A year ago, I had met Magnus at the “Oslo Klatresenter” and was impressed by his powerful climbing style. He seemed to have endless power on everything beyond vertical and I was wondering how he would move on slabs where it’s mainly about precise foot positioning and big muscles are more in the way than useful.
I had a rather vague memory from my own experiences that power is always an advantage, even on slabs. Power and core strength give you more time for precise footwork. Still, I had known athletic and powerful climbers who sucked on technical face climbs. Magnus seemed the perfect “test animal” to get a definitive answer to this open question. I was curious to find out how he would look on historic Arco slabs, like “Superswing” and “Tom&Jerry”, both from the early eighties and comparable to “Viol du corbeau” and “Autoroute du soleil” in Buoux.

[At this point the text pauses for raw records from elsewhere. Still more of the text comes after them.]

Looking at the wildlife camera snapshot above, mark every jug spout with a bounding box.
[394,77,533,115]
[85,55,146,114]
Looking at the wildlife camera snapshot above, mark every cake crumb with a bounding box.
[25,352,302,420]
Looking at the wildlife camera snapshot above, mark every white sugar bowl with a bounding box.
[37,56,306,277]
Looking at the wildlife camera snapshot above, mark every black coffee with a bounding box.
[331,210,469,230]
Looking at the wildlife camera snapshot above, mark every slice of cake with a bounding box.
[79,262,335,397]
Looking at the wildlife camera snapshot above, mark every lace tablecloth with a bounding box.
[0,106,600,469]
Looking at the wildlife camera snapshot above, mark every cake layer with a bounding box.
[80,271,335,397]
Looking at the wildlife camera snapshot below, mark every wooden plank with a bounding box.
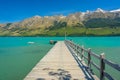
[24,41,89,80]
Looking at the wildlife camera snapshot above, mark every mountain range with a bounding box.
[0,8,120,36]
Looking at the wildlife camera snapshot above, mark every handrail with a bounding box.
[65,40,120,80]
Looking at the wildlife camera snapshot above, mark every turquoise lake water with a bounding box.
[0,37,120,80]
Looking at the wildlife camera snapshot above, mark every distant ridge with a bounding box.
[0,8,120,36]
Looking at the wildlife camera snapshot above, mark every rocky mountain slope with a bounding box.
[0,8,120,36]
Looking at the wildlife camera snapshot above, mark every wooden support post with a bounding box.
[88,48,91,69]
[100,53,105,80]
[81,45,84,61]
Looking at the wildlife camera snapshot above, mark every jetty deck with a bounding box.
[24,41,91,80]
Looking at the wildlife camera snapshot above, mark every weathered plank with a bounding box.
[24,41,87,80]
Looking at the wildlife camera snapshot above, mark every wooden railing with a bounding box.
[65,40,120,80]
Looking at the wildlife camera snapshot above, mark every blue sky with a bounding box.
[0,0,120,23]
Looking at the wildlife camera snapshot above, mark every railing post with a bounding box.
[81,45,84,61]
[100,53,105,80]
[88,48,91,69]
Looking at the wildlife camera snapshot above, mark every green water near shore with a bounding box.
[0,37,120,80]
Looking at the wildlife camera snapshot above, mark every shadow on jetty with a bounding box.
[48,69,72,80]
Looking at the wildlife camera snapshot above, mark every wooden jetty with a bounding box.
[24,41,120,80]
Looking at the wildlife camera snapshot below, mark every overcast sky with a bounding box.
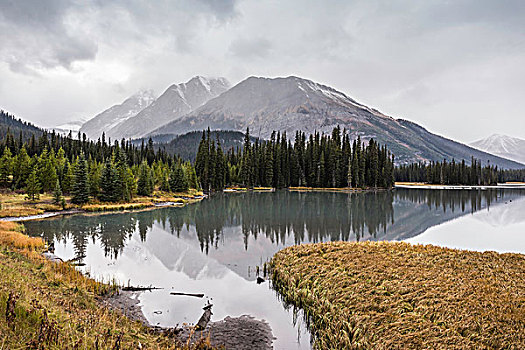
[0,0,525,142]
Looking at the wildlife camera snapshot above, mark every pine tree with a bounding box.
[26,169,40,201]
[53,179,62,205]
[137,161,153,196]
[13,145,31,188]
[71,152,89,204]
[170,163,188,192]
[100,160,121,202]
[88,161,102,198]
[0,146,13,187]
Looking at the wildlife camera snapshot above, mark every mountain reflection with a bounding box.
[25,189,523,259]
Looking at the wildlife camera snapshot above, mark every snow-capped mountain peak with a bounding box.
[91,76,230,138]
[80,90,155,140]
[470,134,525,164]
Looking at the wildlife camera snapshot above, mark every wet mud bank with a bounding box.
[101,290,275,350]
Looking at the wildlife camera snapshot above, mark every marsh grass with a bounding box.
[0,221,44,250]
[0,189,203,218]
[271,242,525,349]
[0,222,215,350]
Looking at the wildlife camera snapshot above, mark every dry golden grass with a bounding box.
[0,222,215,350]
[0,221,44,250]
[0,189,203,218]
[272,242,525,349]
[288,187,363,192]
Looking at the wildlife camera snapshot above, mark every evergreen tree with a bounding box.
[71,152,89,204]
[88,161,102,199]
[13,145,31,188]
[53,179,62,205]
[100,160,121,202]
[0,146,13,187]
[137,161,154,196]
[26,169,40,201]
[170,163,188,192]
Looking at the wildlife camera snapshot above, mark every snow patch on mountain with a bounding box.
[80,90,155,140]
[470,134,525,164]
[105,76,230,138]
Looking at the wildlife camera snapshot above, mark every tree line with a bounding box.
[195,127,394,190]
[395,157,525,186]
[0,131,199,204]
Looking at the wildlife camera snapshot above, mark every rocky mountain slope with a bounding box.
[52,118,87,135]
[151,76,523,168]
[80,90,155,140]
[470,134,525,164]
[107,76,230,138]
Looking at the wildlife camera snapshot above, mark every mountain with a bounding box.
[151,76,523,168]
[52,118,87,135]
[160,130,255,162]
[470,134,525,164]
[106,76,230,138]
[0,110,44,141]
[80,90,155,140]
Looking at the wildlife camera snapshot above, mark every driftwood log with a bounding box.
[170,292,204,298]
[122,286,164,292]
[195,304,213,331]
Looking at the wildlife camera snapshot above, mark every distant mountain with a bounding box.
[80,90,155,140]
[107,76,230,138]
[0,110,44,141]
[147,76,522,168]
[470,134,525,164]
[155,130,256,162]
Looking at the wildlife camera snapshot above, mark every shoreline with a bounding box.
[0,194,207,222]
[101,290,275,350]
[271,242,525,349]
[0,217,275,350]
[394,182,525,191]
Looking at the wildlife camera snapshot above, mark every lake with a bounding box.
[24,189,525,349]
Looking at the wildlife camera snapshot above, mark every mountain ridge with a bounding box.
[80,90,155,140]
[107,76,230,138]
[469,134,525,163]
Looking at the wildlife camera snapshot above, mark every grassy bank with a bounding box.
[272,242,525,349]
[0,222,213,349]
[0,189,203,218]
[288,187,380,192]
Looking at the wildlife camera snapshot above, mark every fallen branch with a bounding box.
[170,292,204,298]
[122,286,164,292]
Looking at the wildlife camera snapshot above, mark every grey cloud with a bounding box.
[0,0,97,74]
[0,0,525,140]
[229,37,272,59]
[197,0,235,19]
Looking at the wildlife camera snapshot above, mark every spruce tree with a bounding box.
[0,146,13,187]
[26,169,40,201]
[169,162,188,192]
[13,145,31,188]
[71,152,89,204]
[53,179,62,205]
[100,160,121,202]
[137,161,153,196]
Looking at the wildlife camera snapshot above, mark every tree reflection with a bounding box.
[25,189,523,258]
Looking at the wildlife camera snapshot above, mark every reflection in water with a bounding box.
[25,189,525,349]
[26,189,522,259]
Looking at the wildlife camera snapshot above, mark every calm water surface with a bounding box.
[25,189,525,349]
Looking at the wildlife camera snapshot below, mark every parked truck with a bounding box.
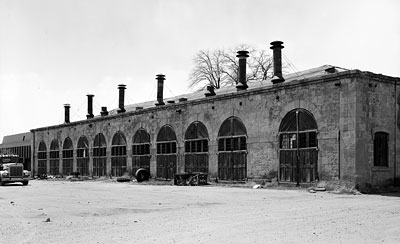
[0,154,30,186]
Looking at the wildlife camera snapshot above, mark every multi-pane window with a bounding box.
[280,131,317,149]
[50,140,60,158]
[132,128,151,172]
[50,139,60,175]
[38,141,47,159]
[218,136,247,152]
[185,139,208,153]
[62,137,74,175]
[37,141,47,175]
[93,133,107,176]
[111,132,126,176]
[157,142,176,154]
[62,137,74,158]
[76,136,89,175]
[156,125,177,179]
[132,143,150,155]
[374,132,389,167]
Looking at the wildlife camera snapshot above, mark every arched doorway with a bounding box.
[76,136,89,176]
[156,125,177,179]
[218,117,247,180]
[93,133,107,177]
[49,139,60,175]
[111,131,126,176]
[37,141,47,176]
[279,108,318,183]
[132,128,151,173]
[62,137,74,175]
[185,121,208,173]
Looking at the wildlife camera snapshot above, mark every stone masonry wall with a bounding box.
[33,74,354,181]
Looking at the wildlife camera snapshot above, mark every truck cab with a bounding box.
[0,154,30,186]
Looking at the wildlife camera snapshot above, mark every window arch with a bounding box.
[38,141,47,160]
[111,131,126,176]
[76,136,89,176]
[279,108,318,184]
[218,117,247,180]
[185,121,209,173]
[132,128,150,155]
[156,125,177,179]
[62,137,74,175]
[93,133,107,177]
[157,125,176,154]
[218,117,247,152]
[37,141,47,176]
[50,139,60,175]
[132,128,151,173]
[374,131,389,167]
[185,121,208,153]
[279,109,317,149]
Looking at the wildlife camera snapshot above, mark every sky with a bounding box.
[0,0,400,141]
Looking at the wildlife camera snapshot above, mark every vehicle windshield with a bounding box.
[0,155,19,164]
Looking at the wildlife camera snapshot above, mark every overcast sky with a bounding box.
[0,0,400,141]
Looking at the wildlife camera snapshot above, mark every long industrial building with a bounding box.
[21,41,400,189]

After bolting the first routes in the Arco area, we used to travel to Verdon and Buoux to get a better idea about our actual climbing level. It was the times when Patrick Berhault and Patrick Edlinger where the superstars of sportclimbing and on top of the evolution. It was the times when toproping was considered as cowardice and scary runouts made part of the difficulty of a route. Climbing was still more a psycological game than athletic performance.
With the development of sportclimbing to steeper and more athletic climbs we soon realized that pushing the grades on slabs was much harder than on overhangs. So, in the end we lost our love for tiny crimps on less than vertical rock and preferred to push our limits on steeper crags with bigger holds. Also interesting to mention, there were no Indoor climbing gyms at the time, which means training and preparation was very different (more limited) compared to actual times.
But back to Magnus’s time travel experience: as I expected he adapted immediately to the style and with his extra-power he could climb up and down to find the hidden pockets and figure out how to make the moves. On “Superswing” he fell on the last move, committing to a possible but more difficult sequence than the original way.
Tom&Jerry was even more forgotten and abandoned than Superswing and hadn’t seen chalk for a long time, which made it really hard to find the small crimps and hidden pockets. After a first exploration round Magnus solidly redpointed this fantastic route above the Garda lake and it looked like he had fun.
It was certainly inspiring to watch him.